The skips you are seeing is likely because you don't have Jena running, and because you don't have some extras installed. In the past skips were used where xfails would be more appropriate, but most skips just indicate that the tests requires something to run that is not available in your current environment.
The xfails are used to designate known issues which is more or less what they are intended for [
ref]:
> An xfail means that you expect a test to fail for some reason. A common example is a test for a feature not yet implemented, or a bug not yet fixed.
They indicate that we know a test fails, but that we also know it should pass, and once the underlying issue that causes a test to fail fixed they are reported as xpass and we remove the xfail marker usually in the same PR that fixes the issue that causes the xfail as can be seen in
this PR. They are basically a more useful form of a bug report, as it makes it clear how to reproduce an issue and makes it very easy to see that an issue was fixed.

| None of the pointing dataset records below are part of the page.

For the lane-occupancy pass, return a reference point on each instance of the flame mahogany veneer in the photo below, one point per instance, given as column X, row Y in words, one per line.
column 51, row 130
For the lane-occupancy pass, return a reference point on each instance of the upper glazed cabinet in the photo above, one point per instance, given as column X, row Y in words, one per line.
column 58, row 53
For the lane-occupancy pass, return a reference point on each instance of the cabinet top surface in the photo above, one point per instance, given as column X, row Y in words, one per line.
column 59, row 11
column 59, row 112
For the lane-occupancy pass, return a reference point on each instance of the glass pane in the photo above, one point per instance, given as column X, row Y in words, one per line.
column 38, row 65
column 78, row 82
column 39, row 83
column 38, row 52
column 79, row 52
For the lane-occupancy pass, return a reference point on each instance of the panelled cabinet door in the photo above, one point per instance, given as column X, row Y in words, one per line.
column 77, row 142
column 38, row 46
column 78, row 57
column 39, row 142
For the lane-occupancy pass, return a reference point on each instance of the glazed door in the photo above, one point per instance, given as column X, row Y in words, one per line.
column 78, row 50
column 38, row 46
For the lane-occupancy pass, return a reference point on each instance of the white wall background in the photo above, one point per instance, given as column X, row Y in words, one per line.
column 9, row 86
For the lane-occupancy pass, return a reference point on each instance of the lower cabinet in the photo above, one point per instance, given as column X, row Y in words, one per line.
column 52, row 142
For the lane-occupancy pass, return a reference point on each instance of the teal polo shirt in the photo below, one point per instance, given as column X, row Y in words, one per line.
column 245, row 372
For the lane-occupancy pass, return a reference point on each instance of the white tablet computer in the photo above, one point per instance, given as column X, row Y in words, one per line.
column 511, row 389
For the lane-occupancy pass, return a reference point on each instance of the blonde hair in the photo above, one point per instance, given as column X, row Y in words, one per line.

The warnings indicate something suboptimal but not fatal, they should be eliminated but in most cases they are hard to eliminate and quite costly, and there are plenty of other issues we will likely address first.
The errors indicate something serious, and would prevent a PR from being merged if it occurred in a PR, but as our test suite does pass currently on master I think this is either an issue on your system or possibly a problem with a dependency.
We are open to all PRs that address any problems in RDFLib, so if you want to fix the warnings or xfails we would be very happy, but it would be best to address the problems one at a time, not to try and do it all in one PR. Many problems are not that simple to fix though. A lot of the xfails (maybe 1/2) are actually because RDFLib is too lax in parsing, and the W3C test suites which run as part of our test suite requires more strict behaviour. This is not a simple problem to address, as we should provide parsers that can be both strict and lax depending on user preference, and it is also not a high priority problem, if we just made our parsers more strict most users will be unhappy.
Some other xfails are because of legitimate problems with our parsers, which again is not that simple to fix, as likely we should be moving to something like
LARK as the current hand crafter parsers are hard to maintain.
We will be happy with any attempts to fix any of these problems though.